Some Factors that Determine Consumer Spending
Many factors have an influence on the total level of consumer spending in an economy.
- Real incomes – if people’s money wages rise faster than prices, then real incomes will increase and this leads to a higher level of real purchasing power
- Direct and indirect taxation – if there is a cut in direct taxation then, other factors remaining the same, consumers will experience an increase in their disposable income and spending power. In contrast, a hike in indirect taxes such as import duties or VAT will cause prices to rise and real incomes to decline.
- Interest Rates – lower interest rates cuts the cost of paying the debt on a mortgage and increases the effective disposable income of homeowners. In recent years many central banks around the world have made deep cut in interest rates in a bid to stimulate consumer demand. Official interest rates in the UK have been at 0.5% since March 2009.
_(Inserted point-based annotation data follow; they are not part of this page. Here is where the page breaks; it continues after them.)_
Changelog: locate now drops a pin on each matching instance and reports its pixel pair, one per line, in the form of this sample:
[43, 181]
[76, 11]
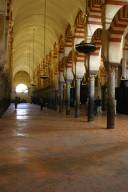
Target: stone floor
[43, 151]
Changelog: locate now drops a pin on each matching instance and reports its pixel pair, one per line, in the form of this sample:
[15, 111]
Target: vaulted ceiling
[28, 28]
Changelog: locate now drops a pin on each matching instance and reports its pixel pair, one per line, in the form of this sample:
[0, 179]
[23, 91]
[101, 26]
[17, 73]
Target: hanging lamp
[84, 47]
[44, 76]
- Household Wealth – for example a sustained fall in house prices might cause a decline in personal wealth and spending as homeowners have less housing equity available to borrow. This is sometimes referred to as the negative wealth effect. Housing equity is the difference between the market value of property and the outstanding mortgage loan.
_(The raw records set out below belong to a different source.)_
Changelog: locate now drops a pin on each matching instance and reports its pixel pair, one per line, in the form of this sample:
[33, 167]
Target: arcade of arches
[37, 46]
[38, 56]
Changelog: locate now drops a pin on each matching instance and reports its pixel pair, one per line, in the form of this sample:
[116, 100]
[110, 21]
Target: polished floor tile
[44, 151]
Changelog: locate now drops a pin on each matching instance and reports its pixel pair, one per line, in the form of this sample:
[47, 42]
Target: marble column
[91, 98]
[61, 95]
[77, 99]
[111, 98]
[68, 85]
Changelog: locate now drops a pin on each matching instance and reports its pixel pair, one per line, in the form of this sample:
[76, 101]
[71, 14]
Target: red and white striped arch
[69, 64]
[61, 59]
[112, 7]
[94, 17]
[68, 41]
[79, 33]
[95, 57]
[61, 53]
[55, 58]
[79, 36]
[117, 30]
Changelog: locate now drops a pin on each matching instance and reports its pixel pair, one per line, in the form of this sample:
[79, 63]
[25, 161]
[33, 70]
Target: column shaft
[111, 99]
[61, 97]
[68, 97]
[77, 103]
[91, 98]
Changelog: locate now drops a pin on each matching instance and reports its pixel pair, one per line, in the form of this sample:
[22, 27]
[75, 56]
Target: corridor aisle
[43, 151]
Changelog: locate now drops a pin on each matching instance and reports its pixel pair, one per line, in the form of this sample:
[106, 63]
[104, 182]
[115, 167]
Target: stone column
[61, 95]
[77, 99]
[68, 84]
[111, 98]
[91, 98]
- Consumer Confidence – for example, fears of rising unemployment and expectations of higher taxes will hit consumer sentiment and spending. If you don’t have enough confidence, you are unlikely to go ahead with major purchases such as a new car or kitchen.
- The Supply of Credit: One of the features of the credit crunch has been a slump in the flow of credit available for many households and businesses – banks have become less willing to lend and if they do, the rate of interest on the loan has increased. The supply of mortgage finance has dried up and would-be homebuyers now need to find a bigger deposit before getting a home loan.
- The Distribution of Income: Lower income families tend to have a higher propensity to consume than better-off households (who tend to have a higher savings ratio). Thus a redistribution of income towards poorer families may have the effect of boosting total consumer demand.
- Demographics: The size and growth rate of a country’s population and the age structure has a direct effect on total consumer spending. Some countries have a strongly positive natural rate of population growth perhaps aided by net migration of labour. An expanding population will add to demand for many different goods and services including housing, health care and education.